Subject: Re: [boost] ACID transactions/flushing/MySQL InnoDB
From: Dean Michael Berris (mikhailberis_at_[hidden])
Date: 2009-12-10 15:47:53


On Fri, Dec 11, 2009 at 6:02 AM, Stefan Strasser <strasser_at_[hidden]> wrote:
>
> thank you very much for both your answers.
> but they don't solve the mystery, please see below.
>

Let me try one more time. ;)

>
> Am Thursday 10 December 2009 16:40:12 schrieb Dean Michael Berris:
>> > what I find surprising is the performance of MySQL for small
>> > transactions. while my library spends 90% of its time waiting for the
>> > disk to flush a transaction, InnoDB uses 100% CPU and barely uses any
>> > disk.
>>
>> Am I reading this correctly, you're doing something with persistence
>> of tuples to disk, allowing indexed access to this persisted data, and
>
> persistence yes, tuples no. persistent objects.
> in the backend that means: chunks of arbitrary sized data.
> there is some indexing going on, but it isn't relevant to this case because
> small transactions are dumped to the log on commit. the data files are only
> updated from time to time, to avoid additional disk syncs.
>

When you say logged on commit, are you writing to a file that's
already created with enough space, or are you writing to a file which
is "grown" every time you add data to it? Apparently this matters and
this is how InnoDB does its log file management.

What you can try doing is creating a fixed-size file first (initially
maybe 10M) then writing from the start of the file and growing the
file in fixed size increments.

> Am Thursday 10 December 2009 16:56:27 schrieb Jose:
>> This is the setting where you can change the performance vs durability
>> tradeoff:
>>
>> If the value of innodb_flush_log_at_trx_commit is
>
> thanks, I didn't know about this. but the value was 1 by default, so MySQL
> claims to flush for each transactions.
>
> but, including all the SQL parsing, running 10000 small transactions takes
> about 4 seconds on my system.
> while this little code snippet alone takes 6-7 seconds, with much more disk
> usage:
>

What InnoDB does is puts everything that fits in memory up there, and
keeps it there. Small transactions will write to the log file, but not
write all the data directly to disk right away.

>  int fd=open("test.bin",O_RDWR | O_CREAT | O_NOATIME);
>  for(int c=0;c<10000;++c){
>    write(fd,&data,1);
>    fsync(fd);
>  }
>

It looks like you're writing to a file that is created but not set to
contain enough data to hold all the 10k data elements.
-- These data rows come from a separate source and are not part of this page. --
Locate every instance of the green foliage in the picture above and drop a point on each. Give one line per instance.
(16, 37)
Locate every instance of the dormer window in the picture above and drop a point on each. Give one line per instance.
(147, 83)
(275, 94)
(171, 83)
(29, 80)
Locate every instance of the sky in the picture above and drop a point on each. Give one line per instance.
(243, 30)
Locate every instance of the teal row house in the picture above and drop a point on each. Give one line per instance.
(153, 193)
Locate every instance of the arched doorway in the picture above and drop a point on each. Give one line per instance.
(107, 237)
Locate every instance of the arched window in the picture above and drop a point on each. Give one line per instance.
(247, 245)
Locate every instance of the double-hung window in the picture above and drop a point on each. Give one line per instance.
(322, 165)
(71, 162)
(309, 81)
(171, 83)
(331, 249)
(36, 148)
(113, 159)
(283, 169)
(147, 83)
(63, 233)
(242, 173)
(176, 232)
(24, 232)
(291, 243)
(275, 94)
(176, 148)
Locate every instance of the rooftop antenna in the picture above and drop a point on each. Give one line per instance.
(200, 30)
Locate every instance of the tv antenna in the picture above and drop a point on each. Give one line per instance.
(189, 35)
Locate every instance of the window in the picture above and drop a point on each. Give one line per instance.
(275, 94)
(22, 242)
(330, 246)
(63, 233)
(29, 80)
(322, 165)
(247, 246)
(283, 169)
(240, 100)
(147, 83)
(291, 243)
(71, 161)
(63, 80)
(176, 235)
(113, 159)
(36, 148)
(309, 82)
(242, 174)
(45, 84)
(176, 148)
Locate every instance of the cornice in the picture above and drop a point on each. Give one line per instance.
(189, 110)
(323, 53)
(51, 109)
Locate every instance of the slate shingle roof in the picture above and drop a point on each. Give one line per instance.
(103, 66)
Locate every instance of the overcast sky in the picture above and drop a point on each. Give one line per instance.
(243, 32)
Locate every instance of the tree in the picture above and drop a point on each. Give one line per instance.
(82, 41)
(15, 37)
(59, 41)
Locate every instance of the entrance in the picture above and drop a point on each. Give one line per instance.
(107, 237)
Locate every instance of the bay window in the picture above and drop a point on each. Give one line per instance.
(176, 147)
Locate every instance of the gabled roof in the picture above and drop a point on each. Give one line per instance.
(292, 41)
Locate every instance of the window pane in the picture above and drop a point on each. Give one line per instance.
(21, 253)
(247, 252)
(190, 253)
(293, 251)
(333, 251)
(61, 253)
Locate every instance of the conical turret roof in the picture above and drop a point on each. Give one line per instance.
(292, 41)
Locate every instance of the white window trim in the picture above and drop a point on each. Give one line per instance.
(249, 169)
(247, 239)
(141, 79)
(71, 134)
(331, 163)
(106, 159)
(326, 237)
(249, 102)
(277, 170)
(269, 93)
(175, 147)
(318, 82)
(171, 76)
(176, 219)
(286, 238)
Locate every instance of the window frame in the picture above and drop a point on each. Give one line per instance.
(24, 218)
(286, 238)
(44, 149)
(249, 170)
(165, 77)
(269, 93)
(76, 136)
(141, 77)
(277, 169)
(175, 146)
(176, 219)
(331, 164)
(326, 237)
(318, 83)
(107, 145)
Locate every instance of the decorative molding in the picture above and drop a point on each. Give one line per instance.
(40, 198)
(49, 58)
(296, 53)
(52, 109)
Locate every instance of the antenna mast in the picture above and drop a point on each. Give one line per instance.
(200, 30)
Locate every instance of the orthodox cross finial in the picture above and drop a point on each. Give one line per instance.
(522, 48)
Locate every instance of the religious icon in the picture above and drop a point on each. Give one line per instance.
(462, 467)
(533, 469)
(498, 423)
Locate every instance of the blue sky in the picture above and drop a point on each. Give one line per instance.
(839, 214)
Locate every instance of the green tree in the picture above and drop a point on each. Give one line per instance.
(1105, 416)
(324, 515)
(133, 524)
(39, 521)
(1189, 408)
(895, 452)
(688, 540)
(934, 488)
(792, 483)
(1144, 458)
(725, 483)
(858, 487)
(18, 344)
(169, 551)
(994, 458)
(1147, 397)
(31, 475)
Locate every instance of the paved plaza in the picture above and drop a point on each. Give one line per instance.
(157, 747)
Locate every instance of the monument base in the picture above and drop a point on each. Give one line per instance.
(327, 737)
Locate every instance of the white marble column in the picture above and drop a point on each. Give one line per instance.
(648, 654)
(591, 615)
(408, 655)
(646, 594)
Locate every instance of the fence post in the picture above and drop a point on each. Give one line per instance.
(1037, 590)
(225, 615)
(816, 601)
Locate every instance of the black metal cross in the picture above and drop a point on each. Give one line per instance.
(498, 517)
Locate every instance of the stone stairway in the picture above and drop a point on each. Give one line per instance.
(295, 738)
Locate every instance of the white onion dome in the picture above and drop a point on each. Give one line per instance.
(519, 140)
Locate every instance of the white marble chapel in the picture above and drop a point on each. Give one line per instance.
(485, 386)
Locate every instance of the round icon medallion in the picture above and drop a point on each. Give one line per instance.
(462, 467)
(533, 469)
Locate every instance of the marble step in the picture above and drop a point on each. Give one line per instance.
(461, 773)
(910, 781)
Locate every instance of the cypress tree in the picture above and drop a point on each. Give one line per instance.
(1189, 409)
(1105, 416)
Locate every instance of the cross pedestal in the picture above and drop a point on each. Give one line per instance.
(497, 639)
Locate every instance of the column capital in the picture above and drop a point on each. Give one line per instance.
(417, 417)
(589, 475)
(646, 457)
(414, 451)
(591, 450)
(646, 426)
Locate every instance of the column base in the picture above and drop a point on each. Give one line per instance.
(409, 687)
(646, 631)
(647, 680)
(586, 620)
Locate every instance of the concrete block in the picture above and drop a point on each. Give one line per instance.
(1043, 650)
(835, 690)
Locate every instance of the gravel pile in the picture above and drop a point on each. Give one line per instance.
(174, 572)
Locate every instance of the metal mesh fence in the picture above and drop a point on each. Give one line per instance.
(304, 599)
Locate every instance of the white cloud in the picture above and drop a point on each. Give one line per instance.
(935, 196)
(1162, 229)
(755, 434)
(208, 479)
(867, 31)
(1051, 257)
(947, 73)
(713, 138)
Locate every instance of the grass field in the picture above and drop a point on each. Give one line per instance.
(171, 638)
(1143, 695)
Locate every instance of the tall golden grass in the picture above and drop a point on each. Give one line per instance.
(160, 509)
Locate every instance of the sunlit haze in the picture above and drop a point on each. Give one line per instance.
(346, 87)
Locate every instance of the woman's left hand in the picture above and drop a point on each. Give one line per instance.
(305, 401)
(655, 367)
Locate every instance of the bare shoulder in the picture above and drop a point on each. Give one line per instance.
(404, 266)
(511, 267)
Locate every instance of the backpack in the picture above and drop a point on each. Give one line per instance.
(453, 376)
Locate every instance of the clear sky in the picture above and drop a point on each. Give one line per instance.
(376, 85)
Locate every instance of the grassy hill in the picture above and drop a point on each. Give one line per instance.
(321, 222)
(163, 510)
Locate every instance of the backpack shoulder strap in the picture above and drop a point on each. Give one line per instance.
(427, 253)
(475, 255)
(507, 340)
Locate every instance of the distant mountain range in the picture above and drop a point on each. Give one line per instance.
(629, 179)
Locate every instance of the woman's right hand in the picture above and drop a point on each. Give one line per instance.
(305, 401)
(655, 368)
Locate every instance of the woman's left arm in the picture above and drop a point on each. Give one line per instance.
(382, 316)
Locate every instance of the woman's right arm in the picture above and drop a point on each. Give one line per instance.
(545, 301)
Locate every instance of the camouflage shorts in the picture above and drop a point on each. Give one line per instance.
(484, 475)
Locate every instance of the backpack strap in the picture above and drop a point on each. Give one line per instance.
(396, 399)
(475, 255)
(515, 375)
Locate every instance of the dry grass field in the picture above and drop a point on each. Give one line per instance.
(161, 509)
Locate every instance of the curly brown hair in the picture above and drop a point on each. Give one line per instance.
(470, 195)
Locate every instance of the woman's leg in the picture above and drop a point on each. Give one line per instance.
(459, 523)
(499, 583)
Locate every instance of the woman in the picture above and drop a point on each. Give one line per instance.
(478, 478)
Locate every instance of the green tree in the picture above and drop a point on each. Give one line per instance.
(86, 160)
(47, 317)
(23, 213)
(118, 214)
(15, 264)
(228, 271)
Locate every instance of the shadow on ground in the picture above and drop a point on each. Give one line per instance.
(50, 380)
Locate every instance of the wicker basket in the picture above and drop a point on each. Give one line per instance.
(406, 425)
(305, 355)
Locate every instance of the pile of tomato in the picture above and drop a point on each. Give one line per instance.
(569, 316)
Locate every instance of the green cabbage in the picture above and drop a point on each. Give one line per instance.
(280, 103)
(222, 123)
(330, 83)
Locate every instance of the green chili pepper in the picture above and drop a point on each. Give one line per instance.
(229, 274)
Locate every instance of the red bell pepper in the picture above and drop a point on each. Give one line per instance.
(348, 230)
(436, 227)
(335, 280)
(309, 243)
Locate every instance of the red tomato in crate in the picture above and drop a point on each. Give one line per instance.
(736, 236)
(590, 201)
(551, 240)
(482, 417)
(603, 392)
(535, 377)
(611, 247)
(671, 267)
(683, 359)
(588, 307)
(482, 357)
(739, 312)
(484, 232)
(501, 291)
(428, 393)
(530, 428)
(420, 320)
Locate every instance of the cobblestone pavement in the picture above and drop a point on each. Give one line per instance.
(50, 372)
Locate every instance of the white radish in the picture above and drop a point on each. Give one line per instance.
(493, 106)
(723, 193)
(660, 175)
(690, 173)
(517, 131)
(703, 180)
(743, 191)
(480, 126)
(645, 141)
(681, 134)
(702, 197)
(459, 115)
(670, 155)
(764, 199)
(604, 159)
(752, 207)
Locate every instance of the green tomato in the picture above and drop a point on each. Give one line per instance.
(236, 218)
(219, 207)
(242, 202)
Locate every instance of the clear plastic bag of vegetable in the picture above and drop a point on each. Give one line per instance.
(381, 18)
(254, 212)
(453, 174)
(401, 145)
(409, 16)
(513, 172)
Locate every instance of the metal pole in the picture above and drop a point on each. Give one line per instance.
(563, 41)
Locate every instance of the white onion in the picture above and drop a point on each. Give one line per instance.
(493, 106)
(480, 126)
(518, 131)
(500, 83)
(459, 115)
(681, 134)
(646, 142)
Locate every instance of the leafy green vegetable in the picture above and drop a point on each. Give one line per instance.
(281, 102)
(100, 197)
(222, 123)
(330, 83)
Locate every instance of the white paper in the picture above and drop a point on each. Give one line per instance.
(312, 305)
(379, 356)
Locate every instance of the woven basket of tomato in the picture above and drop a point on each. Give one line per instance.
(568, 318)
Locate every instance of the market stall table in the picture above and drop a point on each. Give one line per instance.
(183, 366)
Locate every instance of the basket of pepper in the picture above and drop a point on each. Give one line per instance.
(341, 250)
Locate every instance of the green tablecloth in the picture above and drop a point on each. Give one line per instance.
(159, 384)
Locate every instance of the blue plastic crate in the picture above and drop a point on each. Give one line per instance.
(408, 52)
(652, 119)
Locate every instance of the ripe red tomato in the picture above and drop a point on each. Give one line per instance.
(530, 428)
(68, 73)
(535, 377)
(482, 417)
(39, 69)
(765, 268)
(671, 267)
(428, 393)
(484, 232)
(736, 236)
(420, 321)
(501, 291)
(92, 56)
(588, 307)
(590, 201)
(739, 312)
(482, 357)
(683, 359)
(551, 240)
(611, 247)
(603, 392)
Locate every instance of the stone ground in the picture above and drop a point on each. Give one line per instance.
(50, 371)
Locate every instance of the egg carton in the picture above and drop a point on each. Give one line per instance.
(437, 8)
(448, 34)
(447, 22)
Try zero'ing
out the file first (or growing it to the desired size) then try again.
What you want to do to increase performance (on Linux at least):

  * Leverage the VFS Cache
  * Allow the OS to keep your file in memory unknown to you
  * Leverage the buffers at the OS level

Because you're using fsync, you're asking the kernel to do it for you
-- and if your file is already in the vfs cache, the chances of fsync
returning quicker is higher due to write caching at the OS level.

> neither fdatasync(), O_WRONLY, nor writing whole sectors instead of just a
> byte make a difference. MySQL also claims to use fsync on the page you
> linked.
>
> do you have an explanation for this?
>

They use fsync on the log file, not the data file which IIRC is still
an mmap'ed region. And because their file is already of a certain size
and is usually cached effectively by the OS, they get better
performance numbers even if they keep using fsync on a descriptor.

>> then allowing someone to embed it in their application. This sounds a
>> lot like an embedded database system and looking at SQLite and BDB
>
> I have looked at SQLite, they seem to use the same method as I do.
> judging by this FAQ entry, with similar results:
> http://www.sqlite.org/faq.html#q19
> (although I get much more than 60 transactions a second. I guess they have
> calculated that from the RPM without actually trying it. fsync() returns
> about 1600 times/s on my old 10 GB disk, presumable due to hardware
> caching.).
>

That's not surprising -- and if you're on Linux you even have vfs
caching going for you if your file is already pre-grown.

>> Another means that they do away with the flush is by using memory
>> mapped regions in Linux/UNIX, and then delegate the flushing to the
>> operating system.
>
> I have implemented that, with an own set of problems, see this:
> http://lists.boost.org/boost-users/2009/12/54449.php
>

Yeah, unfortunately those are platform-specific issues you're running
into. Ultimately you're at the mercy of the filesystem implementation
you're using -- if it's journalling -- or whether you're accessing a
block device directly so that you can implement the caching and
implementation on your own. MySQL's InnoDB supports raw block storage
although I doubt you want to go to that level of control.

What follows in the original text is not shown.